Mini ReviewAbbreviations: RCTs: Randomized Clinical Trials; PUFAs: Pentoxifylline And Polyunsaturated Fatty Acids; IBS: Irritable Bowel Syndrome
Mini Review
Ever since the 14th and 16th centuries, Chaucer and others used
the name “placebos” to describe the presumed fake procedures that
separated imagination from the reality of treatment and behavior
in clinical medical practice [1,2]. Placebos were conceptually
inert substances used by the end of the 18th century as controls in
science and medicine to study the efficacy of treatments intended
to make patients comfortable. However, the effects of placebos had
and has endured a tainted reputation that extends to the present
time [3-12]. Denouncement of placebos and their purported
effects has historically been connected to pseudoscience, religious
extremism since the 16th century, and claims of notoriety [1,2,4].
The popularity of placebo-controlled randomized clinical trials
(RCTs) has reinforced this reputation, although these trials rarely
included a third group receiving no treatment to serve as controls
for the natural history of patients and their capacity for healing (i.e.
spontaneous remission).
Today, the prior prejudicial concerns of inert or sham
administrations to patients in RCTs have been replaced with
growing evidence of the true capacity of placebo effects to achieve
healing responses.

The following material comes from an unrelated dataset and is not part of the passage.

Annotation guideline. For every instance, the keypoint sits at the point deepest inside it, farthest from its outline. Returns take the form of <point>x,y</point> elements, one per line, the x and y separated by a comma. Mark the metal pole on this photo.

The terms “honest placebo” [8], “open-hidden
paradigm” [1] and “evidence -based practice“ rather than evidencebased
medicine [11] have be introduced, along with the opposite
“nocebo effect” which is believed to occur through anticipatory
anxiety mechanisms [1,2]. Further, placebo effects have been
shown to be inherent in clinical practice even when no placebo is
given [1]. This practice has been extended from human medicine
to veterinary medicine in laboratory animal and animal patient
settings for many years [2,3,5,6].
Proposed mechanisms involved in the placebo effects include:
Psychological Mechanisms
Psychological mechanisms that underly the placebo effects need to be compared to the expected sociological responses of group bonding and boundaries. Importantly, significant medical and veterinary practitioner effects are also seen [1,2]. When physicians and veterinary treaters believe that no treatment could be given, the observed placebo effects were much lessened.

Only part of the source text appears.